Selain faktor jarak, pemeringkatan tersebut juga dilihat dari waktu pendaftaran. Makin cepat mendaftar maka makin besar peluang diterima.
Melihat fakta tersebut, sejumlah orang tua calon peserta didik baru dengan nilai UN tinggi mengaku miris atas ketidakadilan sistem PPDB 2019.
"Anak saya nilai UN 34,20 tapi tidak keterima SMA Negeri 2 Semarang. Padahal masih dalam zona, hanya kalah dengan masalah sepele, persoalan jarak," beber Wawan, 34, orang tua murid yang tinggal di Pedurungan Tengah.
Wawan pun mengaku pusing dengan aturan baru tersebut. Ekspektasi awal ternyata tidak sesuai dengan fakta yang dihadapi.
"Pede saja, Mas. Karena nilai anak saya cukup tinggi, rata-rata 8 dan saya daftarkan di jalur zonasi karena berada di zona sekolah.

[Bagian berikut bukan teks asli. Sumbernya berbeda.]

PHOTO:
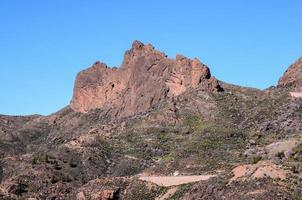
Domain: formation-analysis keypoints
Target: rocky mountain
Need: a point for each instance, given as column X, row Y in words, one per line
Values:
column 146, row 78
column 292, row 76
column 158, row 128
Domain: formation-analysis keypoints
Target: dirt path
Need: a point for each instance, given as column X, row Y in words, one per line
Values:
column 296, row 94
column 168, row 181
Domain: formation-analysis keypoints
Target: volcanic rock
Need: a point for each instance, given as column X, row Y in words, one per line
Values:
column 293, row 76
column 145, row 78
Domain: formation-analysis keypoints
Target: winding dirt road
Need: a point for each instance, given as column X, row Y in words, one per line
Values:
column 168, row 181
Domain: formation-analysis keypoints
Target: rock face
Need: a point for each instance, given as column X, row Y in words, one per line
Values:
column 145, row 78
column 293, row 76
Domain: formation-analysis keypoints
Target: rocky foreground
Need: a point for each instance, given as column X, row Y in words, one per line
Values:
column 158, row 128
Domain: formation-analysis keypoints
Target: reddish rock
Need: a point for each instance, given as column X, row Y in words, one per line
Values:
column 293, row 76
column 145, row 78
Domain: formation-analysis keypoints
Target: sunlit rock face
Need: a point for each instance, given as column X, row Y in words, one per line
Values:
column 145, row 78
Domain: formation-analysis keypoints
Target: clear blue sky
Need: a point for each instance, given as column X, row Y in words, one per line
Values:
column 43, row 44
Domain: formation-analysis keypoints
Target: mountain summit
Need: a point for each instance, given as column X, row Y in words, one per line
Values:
column 293, row 76
column 146, row 77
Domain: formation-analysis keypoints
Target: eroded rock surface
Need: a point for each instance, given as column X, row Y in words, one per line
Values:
column 145, row 78
column 293, row 76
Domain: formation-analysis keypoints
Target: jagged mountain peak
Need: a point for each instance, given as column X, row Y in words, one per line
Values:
column 292, row 77
column 146, row 77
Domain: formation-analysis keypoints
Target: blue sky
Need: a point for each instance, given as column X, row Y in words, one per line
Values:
column 43, row 44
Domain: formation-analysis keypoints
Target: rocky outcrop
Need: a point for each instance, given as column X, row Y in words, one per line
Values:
column 292, row 78
column 145, row 78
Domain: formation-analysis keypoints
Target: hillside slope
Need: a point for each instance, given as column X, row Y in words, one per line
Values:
column 156, row 117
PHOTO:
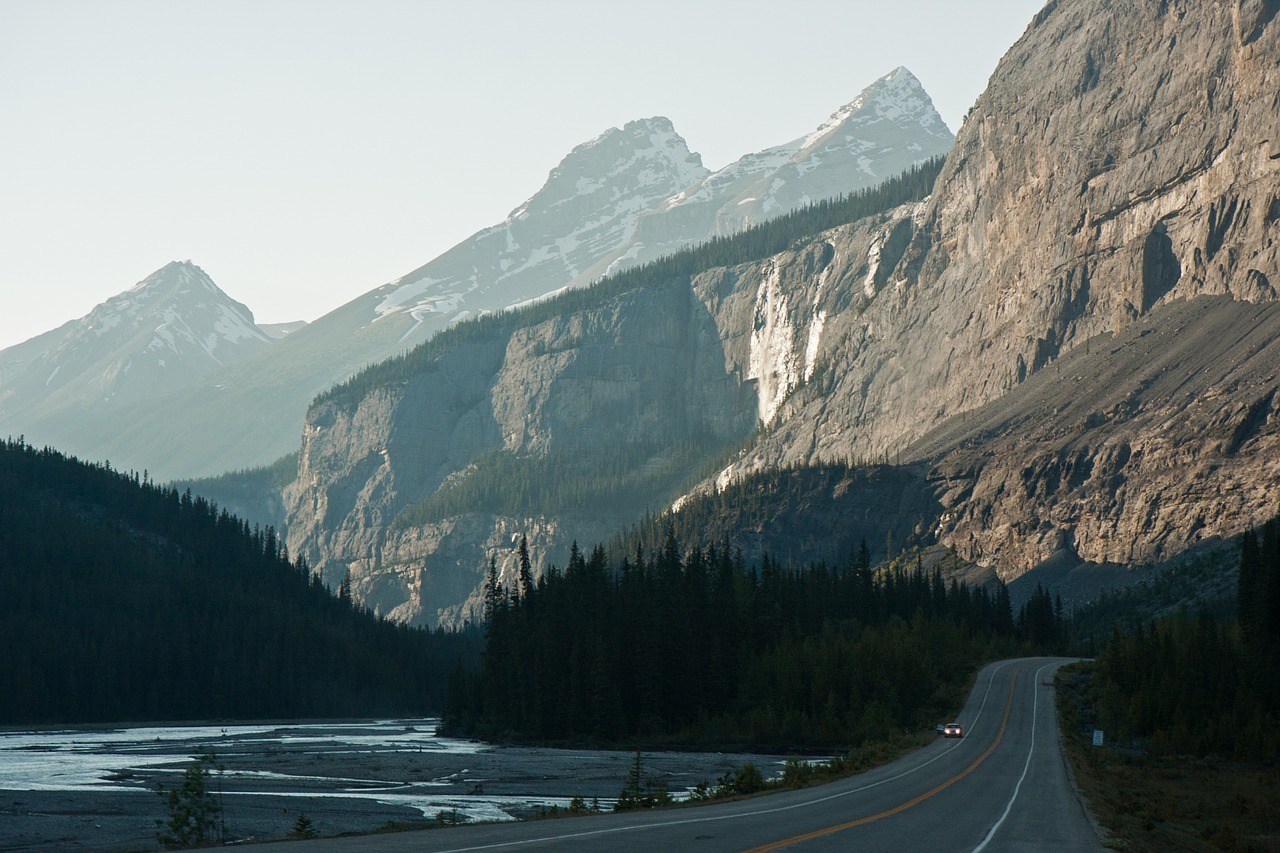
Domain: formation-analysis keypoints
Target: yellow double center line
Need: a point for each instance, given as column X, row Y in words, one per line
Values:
column 871, row 819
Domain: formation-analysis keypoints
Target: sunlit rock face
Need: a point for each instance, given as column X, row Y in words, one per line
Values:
column 165, row 332
column 1074, row 334
column 1123, row 160
column 888, row 128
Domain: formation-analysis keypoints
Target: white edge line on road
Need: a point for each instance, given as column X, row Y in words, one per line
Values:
column 1025, row 766
column 611, row 830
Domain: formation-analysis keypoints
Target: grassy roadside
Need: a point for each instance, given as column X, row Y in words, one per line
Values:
column 1165, row 802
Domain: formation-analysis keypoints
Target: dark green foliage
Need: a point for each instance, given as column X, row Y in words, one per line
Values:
column 304, row 828
column 639, row 792
column 128, row 601
column 753, row 243
column 193, row 808
column 1042, row 621
column 1196, row 685
column 695, row 648
column 624, row 480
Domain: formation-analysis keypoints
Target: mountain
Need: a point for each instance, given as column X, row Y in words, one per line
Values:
column 1072, row 341
column 890, row 127
column 167, row 332
column 127, row 601
column 629, row 186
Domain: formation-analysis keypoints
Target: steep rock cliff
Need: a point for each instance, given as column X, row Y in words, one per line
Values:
column 640, row 370
column 1124, row 159
column 1074, row 334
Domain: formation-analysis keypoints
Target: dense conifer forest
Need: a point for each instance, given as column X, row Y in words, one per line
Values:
column 124, row 600
column 752, row 243
column 1201, row 685
column 700, row 649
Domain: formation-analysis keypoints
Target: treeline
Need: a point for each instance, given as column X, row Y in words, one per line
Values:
column 702, row 649
column 1201, row 685
column 752, row 243
column 124, row 600
column 794, row 512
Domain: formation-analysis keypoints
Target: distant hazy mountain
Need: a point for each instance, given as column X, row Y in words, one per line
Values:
column 622, row 197
column 160, row 336
column 1070, row 345
column 890, row 127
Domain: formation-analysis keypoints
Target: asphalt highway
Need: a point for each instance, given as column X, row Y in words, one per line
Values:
column 1002, row 787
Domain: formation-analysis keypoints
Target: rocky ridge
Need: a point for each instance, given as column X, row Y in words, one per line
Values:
column 584, row 219
column 1123, row 160
column 890, row 127
column 1116, row 187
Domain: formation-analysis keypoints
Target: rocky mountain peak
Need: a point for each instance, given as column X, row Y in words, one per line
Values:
column 643, row 158
column 896, row 99
column 160, row 334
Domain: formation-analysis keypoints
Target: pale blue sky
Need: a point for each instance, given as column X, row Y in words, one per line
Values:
column 306, row 151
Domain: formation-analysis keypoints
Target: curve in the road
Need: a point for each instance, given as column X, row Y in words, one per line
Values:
column 896, row 810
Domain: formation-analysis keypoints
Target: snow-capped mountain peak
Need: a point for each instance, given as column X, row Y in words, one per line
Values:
column 163, row 333
column 897, row 97
column 586, row 208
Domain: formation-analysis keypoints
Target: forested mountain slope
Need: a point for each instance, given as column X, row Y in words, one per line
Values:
column 1120, row 167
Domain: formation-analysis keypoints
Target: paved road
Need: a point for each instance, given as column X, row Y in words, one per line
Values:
column 1004, row 787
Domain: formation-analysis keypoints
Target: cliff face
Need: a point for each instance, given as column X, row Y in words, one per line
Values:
column 1074, row 336
column 1125, row 158
column 640, row 370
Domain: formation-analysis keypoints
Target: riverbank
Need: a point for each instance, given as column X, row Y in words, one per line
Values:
column 95, row 790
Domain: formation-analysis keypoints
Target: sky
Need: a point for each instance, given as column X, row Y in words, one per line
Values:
column 306, row 151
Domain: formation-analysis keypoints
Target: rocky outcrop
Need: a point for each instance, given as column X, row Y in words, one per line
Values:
column 1074, row 334
column 169, row 331
column 643, row 369
column 1123, row 159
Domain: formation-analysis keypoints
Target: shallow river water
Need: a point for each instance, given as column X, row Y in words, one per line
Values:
column 95, row 788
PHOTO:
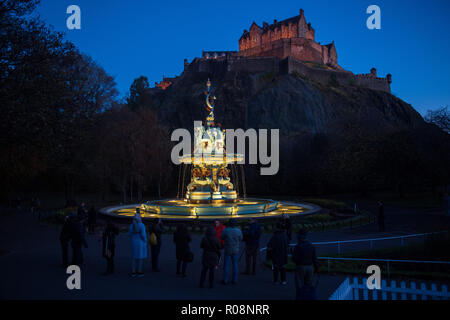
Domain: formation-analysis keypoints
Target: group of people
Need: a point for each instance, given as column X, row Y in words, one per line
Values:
column 73, row 233
column 220, row 244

Nyatanya tetap saja kalah dengan jarak kelurahan lain meski masih dalam satu zona," tutur dia.
Akhirnya Wawan mengambil inisiatif untuk memindahkan pendaftaran anaknya ke sekolah lain di Kabupaten Demak.
"Sistem memberikan alternatif ke SMA Negeri 10 Semarang dan SMA Negeri 2 Mranggen, Demak. Akhirnya saya pilih di SMA Negeri 2 Mranggen karena lebih dekat. Dan puteri saya bisa menerima kenyataan tersebut," kata dia.
Yati, 42, warga Kaliwiru, Kecamatan Candisari, Semarang menilai sistem zonasi PPDB belum layak diterapkan saat ini. Sebab belum semua wilayah kecamatan di Jateng ada SMA negeri.
"Jangankan di wilayah yang didominasi pedesaan, di Kota Semarang, di kecamatan tempat kami tinggal, tidak ada SMA negeri. Kalau mau sekolah negeri maka harus bersaing dengan anak prestasi lain lewat jalur prestasi luar zona," beber dia.
Pemprov Jateng harusnya meniru PPDB SMP di Kota Semarang yang memberi kesempatan sama bagi anak pintar, anak yang tinggal di sekitar sekolah dan anak yang punya prestasi
Gara-gara tidak ada SMA negeri di kecamatan tempat tinggalnya, Yati mau tidak mau mendaftarkan anaknya ke SMA Negeri 15 Semarang di Kelurahan Sambiroto, Kecamatan Tembalang.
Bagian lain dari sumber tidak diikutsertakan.